Die Berufsschule hat die Aufgabe , im Rahmen der Berufsausbildung oder Berufsausübung vor allem fachtheoretische Kenntnisse zu vermitteln und die allgemeine Bildung zu vertiefen und zu erweitern. Sie ist hierbei gleichberechtigter Partner und führt eine Grundbildung und eine darauf aufbauende Fachbildung gemeinsam mit Berufsausbildung oder Berufsausübung zu berufsqualifizierenden oder berufsbefähigenden Abschlüssen.

Aufnahmevoraussetzung an der Alfons-Kern-Schule Pforzheim:

Die Bewerberin / der Bewerber muss einen Ausbildungsvertrag bzw. eine Ausbildungszusage eines Ausbildungsbetriebes in einem Ausbildungsberuf der folgenden gewerblichen Berufsfeldern haben:

 

Weitere Informationen:

Die Grundbildung wird in der Grundstufe, die Fachbildung in den Fachstufen vermittelt. Der Unterricht wird als Teilzeitunterricht, auch als Blockunterricht, erteilt.

Die Berufsschule wird in den Typen der gewerblichen, kaufmännischen, hauswirtschaftlich-pflegerisch-sozialpädogischen oder landwirtschaftlichen Berufsschule geführt.

Fachklassen werden in der Regel in der Grundstufe für Berufsfelder und in den Fachstufen für Berufsgruppen oder einzelne oder eng verwandte Berufe gebildet.

Die Berufsschule ist eine Pflichtschule. Sie wird von ca. 70% aller Jugendlichen eines Altersjahrganges besucht und ist damit quantitativ die bedeutendste Schulart der Sekunddarstufe II. Auch stellt sie für den überwiegenden Teil der Jugendlichen die ihre Schullaufbahn abschließende Bildungsinstitution dar. Die Berufsschulpflicht ist für Jugendliche im Berufsausbildungsverhältnis an die Dauer der Berufsausbildung gekoppelt, dauert also so lange wie die berufliche Ausbildung.

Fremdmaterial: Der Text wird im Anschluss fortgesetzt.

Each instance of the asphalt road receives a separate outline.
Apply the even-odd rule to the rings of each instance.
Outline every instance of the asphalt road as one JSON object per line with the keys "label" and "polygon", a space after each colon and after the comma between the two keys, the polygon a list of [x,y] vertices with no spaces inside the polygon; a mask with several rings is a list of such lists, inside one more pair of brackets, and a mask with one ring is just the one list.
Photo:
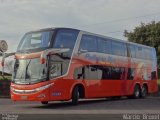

Schüler ohne Hauptschulabschluss erwerben mit der bestandenen Berufsschulabschluss- und der Gesellenprüfung einen dem Hauptschulabschluss gleichwertigen Bildungsstand, der ihnen von der Schule bestätigt wird.Mit dem Abschluss der Berufsschule wird ein dem Realschulabschluss gleichwertiger Bildungsstand zuerkannt, wenn im Berufsschulabschlusszeugnis mindestens 3,0 im Durchschnitt und im Zeugnis für die Abschlussprüfung in einem anerkannten Ausbildungsberuf mit einer Ausbildungsdauer von minderstens 2 Jahren sowie in einem mindestens fünfjährigen Fremdsprachenunterricht mindestens die Note ausreichend erreicht wurde. Dieser mittlere Abschluss berechtigt jedoch nicht zum Eintritt in das Berufliche Gymnasium bzw. einen entsprechenden Bildungsgang.

Schüler mit mittlerem Bildungsabschluss können während der drei Ausbildungsjahre an einem Zusatzunterricht teilnehmen, der zur Fachhochschulreife führt.

 

Teilzeitunterricht: Zur Erfüllung des schulischen Auftrags stehen der Berufsschule derzeit ca. 30% ( 1,5 Tage ) der wöchentlichen Ausbildungszeit zur Verfügung, d.h. 13 Unterrichtsstunden je Schulwoche.

Blockunterricht: Hier wird der wöchentlich vorgesehene Teilzeitunterricht zu einem Vollzeitunterricht bei gleicher Jahresstundenzahl zusammengefasst und phasenweise durchgeführt. Blockunterricht dient zur Sicherstellung der Fachklassenbildung bei Splitterberufen und zur besseren Koordination der Ausbildung in Berufsschule und Ausbildungsbetrieb. Die wöchentliche Unterrichtszeit beträgt mindestens 33 Stunden; eine Ausbildung im Betrieb während dieser Zeit findet i.d.R. nicht statt.